A third generation of DNAm measures of aging are referred to as pace-of-aging measures. In contrast to first- and second-generation DNAm clocks, which aim to quantify how much aging has occurred up to the time of measurement, pace-of-aging measures aim to quantity how fast the process of aging-related deterioration of system integrity is proceeding. We analyzed the newest pace-of-aging measure, DunedinPACE, which is shorthand for ‘Pace of Aging Computed from the Epigenome’24. DunedinPACE was developed by modeling within-individual multi-system physiological change across four timepoints in same-age individuals in the Dunedin Study 1972–1973 birth cohort60,61, when participants were aged 26, 32, 38 and 45 yr. DunedinPACE was developed from analysis of a pace-of-aging composite of slopes of aging-related change in the following physiological measures: ApoB100/ApoA1 ratio, BMI, blood urea nitrogen, high-sensitivity C-reactive protein, cardiorespiratory fitness, dental caries experience, total cholesterol, forced expiratory volume in 1 second, forced expiratory volume in 1 second/fixed vital capacity ratio, estimated glomerular filtration rate, hemoglobin A1C, high-density lipoprotein cholesterol, leptin, lipoprotein(a), mean arterial pressure, mean periodontal attachment loss, triglycerides, waist-to-hip ratio and white blood cell count. Slopes of change were estimated from four repeated measurements collected over a period of two decades. This physiological pace-of-aging composite is described in detail in ref. 61. The DunedinPACE DNAm algorithm was derived from elastic net regression of the physiological pace-of-aging composite on Illumina EPIC array DNAm data derived from blood samples collected at the age 45 follow-up assessment. The set of CpG sites included in the DNAm dataset used to develop the DunedinPACE algorithm was restricted to those showing acceptable test–retest reliability as determined in the analysis in ref. 62. The DunedinPACE DNAm algorithm is described in detail in ref. 24.

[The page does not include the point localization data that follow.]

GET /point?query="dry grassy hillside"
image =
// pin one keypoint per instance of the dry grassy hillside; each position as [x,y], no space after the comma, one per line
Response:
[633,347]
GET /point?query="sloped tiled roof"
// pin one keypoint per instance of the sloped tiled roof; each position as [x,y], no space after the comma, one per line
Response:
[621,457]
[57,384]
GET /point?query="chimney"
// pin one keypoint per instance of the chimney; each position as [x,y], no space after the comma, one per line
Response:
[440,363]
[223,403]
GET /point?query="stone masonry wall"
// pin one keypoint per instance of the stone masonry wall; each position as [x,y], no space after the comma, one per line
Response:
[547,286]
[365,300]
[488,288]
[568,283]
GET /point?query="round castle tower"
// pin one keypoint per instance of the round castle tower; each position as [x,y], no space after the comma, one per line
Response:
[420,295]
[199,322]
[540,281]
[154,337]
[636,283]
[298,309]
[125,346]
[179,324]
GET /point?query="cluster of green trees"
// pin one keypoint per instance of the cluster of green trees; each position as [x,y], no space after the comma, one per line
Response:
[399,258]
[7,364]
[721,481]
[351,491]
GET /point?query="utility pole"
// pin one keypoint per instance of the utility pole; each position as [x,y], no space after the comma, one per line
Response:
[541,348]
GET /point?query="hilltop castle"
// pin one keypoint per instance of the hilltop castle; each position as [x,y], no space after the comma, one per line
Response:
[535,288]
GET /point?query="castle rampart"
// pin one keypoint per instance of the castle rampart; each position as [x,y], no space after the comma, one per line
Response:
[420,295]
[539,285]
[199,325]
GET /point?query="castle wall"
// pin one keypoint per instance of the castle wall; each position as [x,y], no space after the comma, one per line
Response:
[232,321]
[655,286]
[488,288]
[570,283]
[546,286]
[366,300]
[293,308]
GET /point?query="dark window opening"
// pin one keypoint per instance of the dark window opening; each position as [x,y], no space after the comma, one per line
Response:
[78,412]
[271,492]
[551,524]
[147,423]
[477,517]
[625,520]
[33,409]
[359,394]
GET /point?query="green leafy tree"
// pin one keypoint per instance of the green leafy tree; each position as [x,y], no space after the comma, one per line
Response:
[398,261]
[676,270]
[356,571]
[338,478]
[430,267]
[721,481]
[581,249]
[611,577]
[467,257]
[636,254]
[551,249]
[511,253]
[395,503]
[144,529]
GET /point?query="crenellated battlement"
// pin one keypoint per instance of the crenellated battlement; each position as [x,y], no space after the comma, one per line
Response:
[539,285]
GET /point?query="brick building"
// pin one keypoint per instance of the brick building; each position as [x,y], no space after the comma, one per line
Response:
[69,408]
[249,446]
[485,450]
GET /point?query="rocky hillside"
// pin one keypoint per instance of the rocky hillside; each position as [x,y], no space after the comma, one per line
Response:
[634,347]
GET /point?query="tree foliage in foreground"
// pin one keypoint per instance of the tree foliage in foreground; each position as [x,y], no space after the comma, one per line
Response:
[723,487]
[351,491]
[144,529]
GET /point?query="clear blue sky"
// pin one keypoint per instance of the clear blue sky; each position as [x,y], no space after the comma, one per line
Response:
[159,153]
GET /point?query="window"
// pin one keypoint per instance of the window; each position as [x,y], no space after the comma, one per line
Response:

Our primary analysis focused on the PC versions of the PhenoAge and GrimAge second-generation clocks and DunedinPACE, all of which show exceptional test–retest reliability in technical replicates. We report results for both original and PC versions of DNAm clocks in the Supplementary Information.
Analysis included all participants with available DNAm data at trial baseline and at least one follow-up timepoint.
We computed change scores for all aging measures by comparing values at the 12-month and 24-month follow-up assessments with baseline values (that is, 12-month change = 12-month value − baseline; 24-month change = 24-month value − baseline). We conducted analyses of these change scores to test the hypothesis that CR slows biological aging using two complementary approaches: (1) we conducted ITT analysis which compared change scores between participants randomized to CR intervention and the AL control group; (2) we conducted TOT analysis using IV methods to estimate the effect of CR on change scores.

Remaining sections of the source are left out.